Vidia showed me some slides he had taken on the Rwanda trip. I had never seen them before. One showed me in my horn-rimmed glasses and tweed jacket, when I had scorned travelers in Africa who wore desert boots and safari khakis. I was twenty-something, among the Virunga volcanoes.
Vidia said, “It is an amazing image, not only for the background, but also because you have changed so little.”
That proved one of his theories, that I was truthful and still had all my marbles. If I had gotten fat or changed physically in any other way, it would have showed I was morally weak.
“Don’t be sad,” Vidia said when I left, wheeling my bike to the gate. “You’ll be all right.”

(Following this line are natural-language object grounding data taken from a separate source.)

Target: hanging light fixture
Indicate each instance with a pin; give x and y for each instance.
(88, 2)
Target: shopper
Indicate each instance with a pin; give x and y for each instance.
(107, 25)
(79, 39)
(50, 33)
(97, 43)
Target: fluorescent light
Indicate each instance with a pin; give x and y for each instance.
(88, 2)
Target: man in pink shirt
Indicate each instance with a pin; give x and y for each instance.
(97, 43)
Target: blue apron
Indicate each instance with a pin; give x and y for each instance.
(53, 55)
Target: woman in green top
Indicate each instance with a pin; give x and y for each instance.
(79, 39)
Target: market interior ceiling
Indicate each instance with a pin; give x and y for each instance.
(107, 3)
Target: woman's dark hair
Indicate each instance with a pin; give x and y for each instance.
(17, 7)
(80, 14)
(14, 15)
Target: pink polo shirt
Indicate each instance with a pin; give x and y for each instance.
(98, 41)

But as I went down the country lane at dusk, I thought: Problems are not good. I don’t need them. I don’t want them. I have had enough problems.
There was something so melancholy on this dark afternoon. It was me, a big man on his bicycle, trying to lull myself with the faint click inside the axle as I pedaled alongside the battered briars and hedgerows and black trees, under a sky like cat fur. At the same curve in the road a pair of pheasants flew up, and this time they frightened me. I uttered a cry, and a pain creased my heart. But just after that I saw the birds flying. I felt better and a little hopeful.
17. A Wedding Is a Happy Funeral
I SEEMED TO EVAPORATE. I died. I disappeared. I left London, left my home and family. As the ghost of the man I had been, I traveled across half the world looking for a simpler place and sunshine and no memories. Two years I spent wandering the Pacific. I went back to Africa to look at where my writing life had begun — but before Vidia, before Yomo even — no specific memories, only the reminder of big dusty African plains and dusty feces and mud huts. A slim, quiet girl I had taught in Malawi was now enormous and jolly in a wide loose dress, three of her seven children goggling at me from the door of her hut. I could not find Yomo. In the north of Malawi I saw elephants, a family herd, devouring the bush, chewing on trees. I went to Mexico and Ecuador. I did no writing. I asked myself, Are problems good?
The Pacific drew me back. I paddled a kayak among whales and slipped into the sea to hear them singing. Dawn over the volcano cone on Haleakala; a Trobriand Islander whispering “Meesta Boll"; the fragrance of gardenias, the total eclipse of the sun, the taste of honey from my own bees, the heat in my bones from sleeping at noon on the sand at Waimea Bay; birdsong, blue skies. I saw the connections in all this and thought, God is a fish. And so I came back from the dead.
But everything else had ended, not just my other life but — was it my age? — friends and relations began to die. In the past, people fell ill and recovered, but now they got sick, they declined, and the next thing I knew they were dead. Five women from breast cancer, one from leukemia, and my best friend in Hawaii, ailing but saying “I’ll be fine,” and dropping dead. After long illnesses two uncles and two aunts; several neighbors — heart attacks, cancer, and AIDS.
None of these were drownings or road accidents or plane crashes or blunders in the home. They were not preventable. In each case the body failed: it was death as doom, the limit of mortality. I never went to so many funerals. And still I was not prepared for what was to come.
One morning my mother called me in Hawaii to say that my father, who had been frail for some years, had been taken to the hospital on Cape Cod. I had gotten out of bed to answer the phone. She would keep me posted, she said. I lay down again and the piercing fragrance of a gardenia in a dish near my bed sweetened a reverie of my father. It was a real reverie, a dreamlike sequence of images: my father’s face, the aroma like a sunburst of pollen, the perfumed flower (a bouquet of which my mother had held, next to my father, in their wedding portrait), the whiteness of the petals, the fullness of the blossom, the dark green leaves, the sweetness of the dish near me — following the whole sequence of associations from my father to the cut stem.